SCOAP is not like other programs, such as the National Surgical Quality Improvement Program (NSQIP), the Surgical Care Improvement Project (SCIP), or the Institute for Healthcare Improvement’s 5 Million Lives Campaign.

SCOAP is a quality improvement program, not an accreditation mechanism or a data registry. It has been developed and is led by Washington State surgeon and hospital leadership, state agencies, and other stakeholders.

SCOAP’s key attributes are the following:

  • Protection of data from disclosure via its CQIP status – and the ability of SCOAP to decide its own evolution on matters of disclosure and public accountability.
  • Commitment to quality improvement, not punishment or exclusion.
  • Leadership of hospitals and surgeons in guiding program development and strategy.
  • Inclusion of both generic and disease- and procedure-specific measures in process and outcome variables.
  • Use of many variables and definitions common to SCOAP, NSQIP, and SCIP.
  • Quick turn-around on meaningful data: comparative reports returned to hospitals within two months of the quarter’s end; benchmarking facilitates quality improvement efforts.
  • Flexibility to select surgical procedures of interest in response to public health needs and interests.
  • Development of a community of providers who can learn from one another in a trusted, collaborative environment.
  • Eventual universal participation by eligible hospitals.
  • Ability to use the data for in-hospital QI projects.

How will SCOAP help improve surgical care and outcomes?

SCOAP participants receive regular reports of hospital-level data that provide the information they need to effectively make improvements in care by comparing and tracking their own processes and outcomes: surgeons and hospitals will identify opportunities to improve outcomes and identify unexpected outcomes and can benchmark themselves to their colleagues across the state.

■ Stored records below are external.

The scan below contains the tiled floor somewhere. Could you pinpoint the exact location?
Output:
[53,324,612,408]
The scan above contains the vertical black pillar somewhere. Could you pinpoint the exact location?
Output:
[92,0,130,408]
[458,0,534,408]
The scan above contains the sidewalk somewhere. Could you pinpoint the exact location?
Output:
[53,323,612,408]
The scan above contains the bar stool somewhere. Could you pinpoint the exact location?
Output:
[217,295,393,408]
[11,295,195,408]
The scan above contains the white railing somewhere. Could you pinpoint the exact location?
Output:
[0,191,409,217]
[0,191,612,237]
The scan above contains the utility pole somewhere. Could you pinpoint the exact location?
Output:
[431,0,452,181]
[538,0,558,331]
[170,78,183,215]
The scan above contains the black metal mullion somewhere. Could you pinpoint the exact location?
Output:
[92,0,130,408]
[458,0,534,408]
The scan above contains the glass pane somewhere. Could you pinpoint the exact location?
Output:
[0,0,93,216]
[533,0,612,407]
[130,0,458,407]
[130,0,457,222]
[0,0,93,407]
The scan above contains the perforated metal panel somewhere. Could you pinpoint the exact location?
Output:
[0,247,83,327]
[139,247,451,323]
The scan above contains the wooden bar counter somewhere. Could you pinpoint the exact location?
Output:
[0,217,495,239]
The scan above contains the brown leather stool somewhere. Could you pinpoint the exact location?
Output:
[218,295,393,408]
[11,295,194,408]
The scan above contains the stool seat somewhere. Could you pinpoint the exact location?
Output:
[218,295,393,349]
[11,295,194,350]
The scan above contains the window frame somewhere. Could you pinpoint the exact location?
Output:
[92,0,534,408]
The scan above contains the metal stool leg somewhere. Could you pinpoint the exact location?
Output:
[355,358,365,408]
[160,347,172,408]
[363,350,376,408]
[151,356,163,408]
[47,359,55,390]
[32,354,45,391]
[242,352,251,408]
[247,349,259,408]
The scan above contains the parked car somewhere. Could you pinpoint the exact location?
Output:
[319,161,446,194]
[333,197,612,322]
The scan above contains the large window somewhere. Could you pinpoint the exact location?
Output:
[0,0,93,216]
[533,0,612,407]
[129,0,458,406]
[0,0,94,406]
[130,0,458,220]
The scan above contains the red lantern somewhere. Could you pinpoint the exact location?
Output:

Who is paying for this program?

Funding for this program is multifaceted. Support of the “start-up” phase was provided by several sources. The HCA contracted with the Foundation for Health Care Quality to organize and facilitate a secure and confidential statewide quality improvement program. The Foundation, under whose auspices SCOAP operates, has provided staffing for essential infrastructure and development. Several other entities, including health plans, have contributed grants to support this work. Additional funding sources include grants and fees from participating hospitals.

What happens if a hospital chooses not to participate?

Participation in SCOAP is voluntary. An important goal of SCOAP is to avoid coercive measures and create an atmosphere of collaboration and partnership in an effort to better serve patients in this state. The value that SCOAP provides—procedure- and disease-specific, clinically-pertinent, timely information for quality improvement—will help hospitals with their decisions to participate in SCOAP.